That's too complicated.
Nor can you really wait until the animal spontaneously does that entire thing, because it's
not really going to happen.
What you need to do is gradually a problem.
what you want the animal to achieve. So there are two, do it bit by bit in a sense,
and there are two aspects of that. They're shaping and backward chaining. So shaping is a method
of successive approximations whereby you get the animal to achieve the behavior that you want
by rewarding or reinforcing successive approximations of what you want. So for example, it may be that
you want the animal, say it's a mouse, you want the mouse to press a button or pull a lever
with their particular pore.
So first of all, you just reinforce their rat
looking in the direction of the lever.
Then you reinforce them walking towards the lever.
Then you stop reinforcing them walking towards the lever,
and now they have to actually touch the lever to being reinforced.
Once you get that to be conditioned,
you require them to touch it with the right paw.
And then finally, you stop reinforcing that
and only reinforce if they pull down the lever.
So basically, you take it in small, tiny steps
such that there's a reasonably good chance
that the animal will do the next step spontaneously,
you know, if you re-in-f, if there's only four sides of a box and you reinforce the, the mouse looking in the direction of one of those,
and there's a pretty good chance it's going to just spontaneously look at one of those. As soon as it does that, you reinforce.
And then you keep doing that until it's learned that you have to look at that side of the box to be reinforced.
Then once again, once it knows a direction to look at, there's a pretty good chance that eventually it's going to walk in that direction.
So once it does you reinforce that, and so on. Each little step is sufficiently close to the previous one that it,
that the behavior that you want will happen by chance across that sort of small gap,
and you reinforce that.
And so you gradually shape by approximating the final behavior that you want.
Now, backward chaining is sort of a...
It's kind of similar to shaping, but it's the next step up.
It's used for training or teaching complicated steps of movements,
or complex sequences of behaviors.
Basically, what happens is that you start with the final behavior that you want.

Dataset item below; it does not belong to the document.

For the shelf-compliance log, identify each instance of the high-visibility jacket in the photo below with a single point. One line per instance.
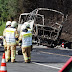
(11, 34)
(26, 38)
(4, 41)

So say it's a mouse pulling a lever.
But you want it to do some things,
before that. You want it to climb a ladder to get to the lever, but before that you want it
to jump in some water, but before that you want it to find its way around a maze. What you
have to do, the backward chaining method, is first of all you condition it, perhaps using
shaping to pull the lever, then what you do, so that, that behavior, the target behavior, is
pulling the lever. And the rat knows, I call it a mouse, but called it a rat, the rat knows
that pulling the lever, that behavior, the target behavior, is associated with a reward, because
it's been reinforced for that. So now what you can do is use that opportunity to pull the lever,
that target behavior, as a reinforcer in itself for some other action. So, for example, if the rat
knows that pulling the lever will yield reinforcement, food is often used, then it will be willing,
in a sense to climb a ladder in order to have the opportunity to pull the lever, because then
that will get food. So having the opportunity to pull the lever acts as a reinforcement in itself. This would be
an example of a secondary reinforcer because the pulling the lever itself is not what the rat wants.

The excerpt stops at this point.